Is one of these CPUs significantly better than the other?

you cant find a macbook pro with a AMD chip - unless it graphics or M1, and i think that says something, so i have been intel all the way and only recommend Intel, even on Windows laptops..

First of all, M1 is not in any way an AMD CPU. The M1 in all its various incarnations is a product of Apple's in-house designs and is an ARM processor with zero relation to any x86 CPU(which is what AMD and Intel both make).

Back in 2005, when Apple announced the transition, it was prompted mostly by IBM failing to deliver on the G5 CPU(never reached the promised 3ghz clock speed, was always a power hog and never could get power consumption down enough to make a mobile CPU). Intel's roadmap showed much better performance/watt than IBM could promise and what AMD had in store. By late 2007 or so, there was very little that a Core2Duo in a MacBook Pro couldn't run faster in emulation than a G5 Quad(2x2 core G5s, liquid cooled, and I've measured at over 150W at idle).

That was 17 years ago. Intel has stagnated and AMD has stepped up their game. Intel is now having issues with die shrink, something that AMD and the ARM makers have down.

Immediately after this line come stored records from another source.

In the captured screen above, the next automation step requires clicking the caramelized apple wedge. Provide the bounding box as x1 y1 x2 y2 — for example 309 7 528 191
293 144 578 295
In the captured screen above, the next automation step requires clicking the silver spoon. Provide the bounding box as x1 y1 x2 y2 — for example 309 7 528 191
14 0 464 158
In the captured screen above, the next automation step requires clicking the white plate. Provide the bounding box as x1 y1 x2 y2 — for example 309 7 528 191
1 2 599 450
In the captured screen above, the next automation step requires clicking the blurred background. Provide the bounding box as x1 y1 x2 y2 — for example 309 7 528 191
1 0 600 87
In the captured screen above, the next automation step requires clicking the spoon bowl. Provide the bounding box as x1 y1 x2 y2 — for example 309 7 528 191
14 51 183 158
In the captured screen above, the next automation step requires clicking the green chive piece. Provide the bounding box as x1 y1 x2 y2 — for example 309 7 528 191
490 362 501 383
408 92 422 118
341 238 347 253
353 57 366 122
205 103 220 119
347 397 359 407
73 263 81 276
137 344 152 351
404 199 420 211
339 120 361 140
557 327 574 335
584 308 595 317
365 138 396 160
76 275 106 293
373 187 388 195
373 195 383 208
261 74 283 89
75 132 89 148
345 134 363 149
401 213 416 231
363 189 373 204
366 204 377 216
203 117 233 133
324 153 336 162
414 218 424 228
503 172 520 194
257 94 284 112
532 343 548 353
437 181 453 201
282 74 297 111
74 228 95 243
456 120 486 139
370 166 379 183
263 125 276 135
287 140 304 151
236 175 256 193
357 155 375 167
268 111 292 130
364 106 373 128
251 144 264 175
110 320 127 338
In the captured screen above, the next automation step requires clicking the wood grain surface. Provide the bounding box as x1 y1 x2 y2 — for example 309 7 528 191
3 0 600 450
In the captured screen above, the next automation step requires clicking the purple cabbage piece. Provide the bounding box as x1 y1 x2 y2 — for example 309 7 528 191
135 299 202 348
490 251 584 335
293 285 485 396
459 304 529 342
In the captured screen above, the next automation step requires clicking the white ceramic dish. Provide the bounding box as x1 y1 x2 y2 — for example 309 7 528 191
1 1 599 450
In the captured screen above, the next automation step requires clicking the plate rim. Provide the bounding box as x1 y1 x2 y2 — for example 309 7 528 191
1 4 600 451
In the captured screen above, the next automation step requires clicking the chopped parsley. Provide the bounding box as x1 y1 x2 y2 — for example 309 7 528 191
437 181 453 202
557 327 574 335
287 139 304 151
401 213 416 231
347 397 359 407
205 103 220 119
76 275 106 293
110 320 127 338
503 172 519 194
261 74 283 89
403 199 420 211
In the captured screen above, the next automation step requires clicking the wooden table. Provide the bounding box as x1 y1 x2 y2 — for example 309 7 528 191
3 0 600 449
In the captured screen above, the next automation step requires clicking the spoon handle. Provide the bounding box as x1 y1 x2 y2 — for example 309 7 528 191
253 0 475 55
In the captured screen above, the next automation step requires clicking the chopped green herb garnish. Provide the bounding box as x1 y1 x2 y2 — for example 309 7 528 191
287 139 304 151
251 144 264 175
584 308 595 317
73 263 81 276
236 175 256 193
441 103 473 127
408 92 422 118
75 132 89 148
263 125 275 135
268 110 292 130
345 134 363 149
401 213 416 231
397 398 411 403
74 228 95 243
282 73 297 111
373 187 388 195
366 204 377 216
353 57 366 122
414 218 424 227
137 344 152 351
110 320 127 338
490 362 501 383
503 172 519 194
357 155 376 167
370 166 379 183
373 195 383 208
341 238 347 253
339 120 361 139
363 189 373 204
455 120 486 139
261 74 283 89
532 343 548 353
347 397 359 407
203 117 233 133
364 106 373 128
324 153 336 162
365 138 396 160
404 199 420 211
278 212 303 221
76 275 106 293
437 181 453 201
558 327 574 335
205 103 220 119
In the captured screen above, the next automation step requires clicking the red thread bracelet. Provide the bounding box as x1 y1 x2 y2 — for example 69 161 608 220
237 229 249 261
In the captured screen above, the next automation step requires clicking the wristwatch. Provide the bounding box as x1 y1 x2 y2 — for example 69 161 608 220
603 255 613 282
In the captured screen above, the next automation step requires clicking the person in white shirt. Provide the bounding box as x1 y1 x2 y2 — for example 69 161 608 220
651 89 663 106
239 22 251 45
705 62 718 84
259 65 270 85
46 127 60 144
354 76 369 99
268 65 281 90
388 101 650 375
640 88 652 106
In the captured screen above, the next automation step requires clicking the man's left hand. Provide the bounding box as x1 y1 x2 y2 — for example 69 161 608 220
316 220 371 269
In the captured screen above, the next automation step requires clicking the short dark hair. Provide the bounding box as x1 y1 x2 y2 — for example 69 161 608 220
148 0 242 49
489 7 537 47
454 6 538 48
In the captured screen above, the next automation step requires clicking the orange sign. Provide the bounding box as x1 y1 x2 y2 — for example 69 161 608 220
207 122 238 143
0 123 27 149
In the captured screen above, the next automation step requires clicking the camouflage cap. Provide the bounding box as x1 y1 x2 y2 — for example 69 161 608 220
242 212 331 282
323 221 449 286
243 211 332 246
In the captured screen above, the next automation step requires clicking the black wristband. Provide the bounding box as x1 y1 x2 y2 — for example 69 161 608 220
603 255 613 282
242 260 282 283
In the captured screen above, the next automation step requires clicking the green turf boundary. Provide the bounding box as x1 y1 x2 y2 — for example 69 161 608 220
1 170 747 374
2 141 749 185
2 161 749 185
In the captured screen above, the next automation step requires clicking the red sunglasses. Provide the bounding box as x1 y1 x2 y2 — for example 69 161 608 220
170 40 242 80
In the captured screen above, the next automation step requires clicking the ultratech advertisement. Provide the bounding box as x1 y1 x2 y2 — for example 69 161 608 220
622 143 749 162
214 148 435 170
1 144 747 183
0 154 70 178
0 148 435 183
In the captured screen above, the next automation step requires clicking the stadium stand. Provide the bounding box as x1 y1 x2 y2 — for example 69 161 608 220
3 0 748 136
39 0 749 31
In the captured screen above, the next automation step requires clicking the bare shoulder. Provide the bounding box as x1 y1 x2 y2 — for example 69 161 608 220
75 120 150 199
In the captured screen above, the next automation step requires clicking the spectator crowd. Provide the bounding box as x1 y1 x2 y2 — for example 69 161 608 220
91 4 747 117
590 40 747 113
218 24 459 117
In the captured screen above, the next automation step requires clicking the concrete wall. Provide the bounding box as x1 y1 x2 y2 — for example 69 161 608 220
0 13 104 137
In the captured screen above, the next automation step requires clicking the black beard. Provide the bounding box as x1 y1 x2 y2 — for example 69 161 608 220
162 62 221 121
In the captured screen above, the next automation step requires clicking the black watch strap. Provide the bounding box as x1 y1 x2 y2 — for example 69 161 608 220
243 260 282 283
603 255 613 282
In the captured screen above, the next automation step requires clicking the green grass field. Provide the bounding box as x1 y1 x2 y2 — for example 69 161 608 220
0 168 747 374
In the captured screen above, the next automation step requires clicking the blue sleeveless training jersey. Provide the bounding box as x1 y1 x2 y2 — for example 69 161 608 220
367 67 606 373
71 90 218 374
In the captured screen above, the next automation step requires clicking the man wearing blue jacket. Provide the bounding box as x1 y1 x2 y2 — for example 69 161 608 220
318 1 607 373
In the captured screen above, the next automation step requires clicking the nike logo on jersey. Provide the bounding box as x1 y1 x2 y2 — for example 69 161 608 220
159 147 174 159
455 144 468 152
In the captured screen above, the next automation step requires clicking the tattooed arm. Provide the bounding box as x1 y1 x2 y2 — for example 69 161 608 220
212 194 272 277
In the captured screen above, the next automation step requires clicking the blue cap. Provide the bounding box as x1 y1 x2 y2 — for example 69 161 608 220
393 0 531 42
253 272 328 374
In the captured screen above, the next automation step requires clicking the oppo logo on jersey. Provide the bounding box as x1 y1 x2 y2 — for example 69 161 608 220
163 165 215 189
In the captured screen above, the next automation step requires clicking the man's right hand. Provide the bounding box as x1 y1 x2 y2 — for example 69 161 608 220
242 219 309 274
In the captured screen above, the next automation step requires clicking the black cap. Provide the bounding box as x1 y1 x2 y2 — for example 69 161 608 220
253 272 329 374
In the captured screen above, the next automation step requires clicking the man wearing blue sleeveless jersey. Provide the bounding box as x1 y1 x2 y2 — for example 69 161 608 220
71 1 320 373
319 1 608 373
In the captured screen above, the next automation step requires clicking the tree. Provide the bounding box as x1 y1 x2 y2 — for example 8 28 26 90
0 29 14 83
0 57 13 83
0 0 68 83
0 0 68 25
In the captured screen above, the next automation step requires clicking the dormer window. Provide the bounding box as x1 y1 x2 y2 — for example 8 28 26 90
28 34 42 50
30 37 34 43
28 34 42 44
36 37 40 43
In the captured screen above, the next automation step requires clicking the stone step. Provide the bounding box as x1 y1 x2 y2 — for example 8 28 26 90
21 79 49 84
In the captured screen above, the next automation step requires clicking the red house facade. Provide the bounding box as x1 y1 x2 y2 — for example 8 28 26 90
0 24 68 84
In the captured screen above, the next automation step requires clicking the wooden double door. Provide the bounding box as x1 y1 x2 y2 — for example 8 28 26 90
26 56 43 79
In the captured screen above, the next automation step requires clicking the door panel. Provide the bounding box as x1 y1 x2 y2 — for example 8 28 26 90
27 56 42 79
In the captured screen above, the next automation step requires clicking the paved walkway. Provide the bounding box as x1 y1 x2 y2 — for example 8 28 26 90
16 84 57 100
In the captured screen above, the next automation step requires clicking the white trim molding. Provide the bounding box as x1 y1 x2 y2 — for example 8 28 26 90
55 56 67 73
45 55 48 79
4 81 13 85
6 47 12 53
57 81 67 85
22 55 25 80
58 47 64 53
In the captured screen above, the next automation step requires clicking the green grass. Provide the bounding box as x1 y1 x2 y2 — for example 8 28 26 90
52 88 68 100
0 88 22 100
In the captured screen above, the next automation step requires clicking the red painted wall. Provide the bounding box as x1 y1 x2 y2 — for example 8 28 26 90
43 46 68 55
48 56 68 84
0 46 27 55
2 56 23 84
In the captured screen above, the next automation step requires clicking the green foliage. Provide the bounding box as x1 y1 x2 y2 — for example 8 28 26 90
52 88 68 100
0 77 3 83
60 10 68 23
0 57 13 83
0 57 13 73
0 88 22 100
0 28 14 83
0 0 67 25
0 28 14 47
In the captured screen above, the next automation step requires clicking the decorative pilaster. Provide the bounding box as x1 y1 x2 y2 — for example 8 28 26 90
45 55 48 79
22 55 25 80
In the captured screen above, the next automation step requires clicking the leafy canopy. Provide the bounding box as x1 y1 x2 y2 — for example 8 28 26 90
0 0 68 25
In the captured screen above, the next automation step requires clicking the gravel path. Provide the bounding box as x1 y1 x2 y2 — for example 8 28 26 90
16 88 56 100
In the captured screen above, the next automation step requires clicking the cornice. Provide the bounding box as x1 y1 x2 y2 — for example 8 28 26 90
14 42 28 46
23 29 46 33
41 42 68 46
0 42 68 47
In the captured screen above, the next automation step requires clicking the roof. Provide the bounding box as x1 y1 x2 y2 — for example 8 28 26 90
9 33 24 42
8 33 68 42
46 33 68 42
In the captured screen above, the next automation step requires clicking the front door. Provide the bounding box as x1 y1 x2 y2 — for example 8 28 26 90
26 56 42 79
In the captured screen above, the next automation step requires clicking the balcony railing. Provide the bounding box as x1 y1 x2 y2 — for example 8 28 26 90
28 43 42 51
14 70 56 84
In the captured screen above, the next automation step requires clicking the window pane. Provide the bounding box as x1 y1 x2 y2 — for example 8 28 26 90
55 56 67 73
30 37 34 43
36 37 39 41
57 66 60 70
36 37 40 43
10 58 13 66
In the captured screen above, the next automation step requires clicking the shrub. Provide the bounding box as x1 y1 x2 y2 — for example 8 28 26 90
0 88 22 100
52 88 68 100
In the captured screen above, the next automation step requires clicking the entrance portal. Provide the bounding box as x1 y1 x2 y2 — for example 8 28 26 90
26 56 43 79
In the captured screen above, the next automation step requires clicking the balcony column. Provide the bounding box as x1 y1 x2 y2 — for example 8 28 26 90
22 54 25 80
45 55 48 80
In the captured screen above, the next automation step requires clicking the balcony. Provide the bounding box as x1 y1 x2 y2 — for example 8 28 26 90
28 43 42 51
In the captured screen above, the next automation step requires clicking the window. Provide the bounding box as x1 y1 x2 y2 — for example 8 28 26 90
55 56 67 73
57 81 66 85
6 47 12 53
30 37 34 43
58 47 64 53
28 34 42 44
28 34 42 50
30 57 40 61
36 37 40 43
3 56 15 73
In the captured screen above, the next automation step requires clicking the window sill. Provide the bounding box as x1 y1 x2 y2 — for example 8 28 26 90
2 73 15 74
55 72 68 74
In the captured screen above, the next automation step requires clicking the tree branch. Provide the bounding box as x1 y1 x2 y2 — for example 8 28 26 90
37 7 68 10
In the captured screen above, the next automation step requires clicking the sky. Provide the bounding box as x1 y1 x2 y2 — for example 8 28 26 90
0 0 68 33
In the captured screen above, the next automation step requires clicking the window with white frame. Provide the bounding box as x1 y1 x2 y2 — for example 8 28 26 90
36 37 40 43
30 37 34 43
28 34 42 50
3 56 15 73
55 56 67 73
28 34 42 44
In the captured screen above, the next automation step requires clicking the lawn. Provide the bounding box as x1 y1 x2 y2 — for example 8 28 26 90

OS X/macOS never has had low-level support for AMD x86-64 CPUs, which are different enough from Intel in terms of specific instructions they can work with and that are the "backbone" of the OS. There are a few specific AMD CPUs that I've known of people shoving OS X onto, but it's not an easy task and is only half functional.

AMD is doing well enough now that I suspect that had Apple chosen to stay with x86, they'd have been giving AMD CPUs a serious look.

To answer the core question of this post, though, at the price point discussed for the use cases discussed, I don't think there's an appreciable difference. I'd definitely give an M1 Macbook Air a close look, though.